[2] After the occupation of Lwów by the Soviet army in 1939 and the reorganization of the university by the NKVD, Allerhand was fired, but after several months allowed to teach at the Law Faculty again.
In August, his son Joachim and daughter-in-law Zina (Zinajda) along with their only child Leszek made a successful escape into the aryan side of the city.
On 10 August 1941, Allerhand and his wife Salome (Salomea née Weintraub) were transported from the ghetto to Janowska concentration camp on the outskirts of Lwów.

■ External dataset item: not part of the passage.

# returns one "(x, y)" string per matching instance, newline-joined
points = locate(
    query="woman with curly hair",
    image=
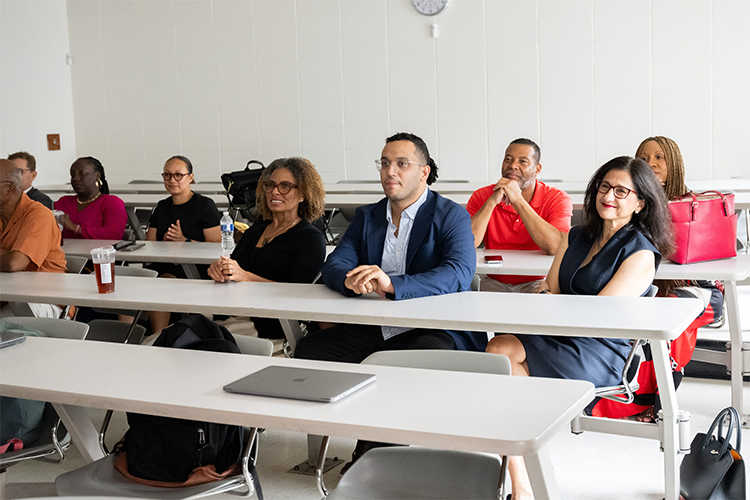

[4] Their deaths are not documented, but after the war, Karol Koranyi made a reference to an eyewitness who survived the Camp and saw them being murdered in the same month by the Ukrainische Hilfspolizei.
Decades later and only after the collapse of the Soviet empire - known for falsifying the wartime history of the city - his grandson Leszek published a 2003 book based on the memoirs of his grandfather written in 1941–1942,[7] started by Allerhand soon after the German attack of Lwów and concluded in February 1942.
It describes the 1941 pogroms perpetrated by Germans with the aide of local Ukrainians,[5] but also, it includes a mention of his conversation with a former agitator installed at UoL by the Soviets, blaming the Poles for it.
The original manuscript survived in the Archives of the Jewish Historical Institute in Warsaw (Teka Lwowska), unknown to anybody before the 1962 death of prof. Stefan Stasiak from UoL who kept it safe among his own papers.